Dries v. the Rest of the World
To return to the comparisons that Aaron drew, the first port of call would be to compare where Mertens, Firmino and Aguero spent most of their last game on pitch. Luckily we now have the fantastic positional maps on twitter from @11tegen11 which can help. Anyone interested in using their brain to enjoy football must follow him on twitter!
This illustrates just how much further forward Mertens gets then the other two, albeit further to the left side of the pitch. There are flaws with this as a way of drawing firm conclusions since this is a one game comparison and therefore a tiny sample size but it does give an impression of how much of a traditional (if slightly left leaning) Number Nine Mertens has become.

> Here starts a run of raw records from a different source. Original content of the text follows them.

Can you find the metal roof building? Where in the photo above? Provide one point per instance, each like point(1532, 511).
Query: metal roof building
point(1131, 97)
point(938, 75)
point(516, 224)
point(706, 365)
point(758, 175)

Now your interest is hopefully piqued, how does Dries compare, positionally, to the original and best False Nine™ – Lionel Messi.
Mertens is ever so slightly the furthest forward of the two, although the diagrams also do illustrate how Messi was also playing very far forward, too. I think we can chalk that one down as inconclusive.
Dries v. Dries
So in answer to the final area of investigation – is there a link between where Mertens positions himself over the course of the game and his goal scoring? Let’s compare games; one during during his recent ‘drought’ against Verona, the Bologna game and his wonder (near) hattrick against Genoa earlier in the season. The Genoa game being, in my opinion, his best performance of 2017/18.
Well this is interesting and perhaps now the analysis needs to move away from the False Nine debate. Despite the Genoa game illustrating a slightly deeper role (possibly explained by being the only away game) – all three have Mertens far up the pitch in a traditional sense. What is more noticeable is that in the (goalless) Verona game Dries is playing more centrally and that the rest of the team is much nearer him. In the Genoa game when he was, for me, clearly the best player on the pitch – there is much greater distance between him and the rest of the team. The team was working off him and using him as the focal point of their play. The same is true, to a slightly lesser extent in the recent match against Bologna.
Perhaps the rest of the Napoli team need to read my articles – the more they realise Dries is the most important player – the more he scores! Also, this information illustrates what a great job Sarri has done with helping Dries re-define himself. He truly is playing in a completely different position and operating as one of the most feared and effective strikers on the planet.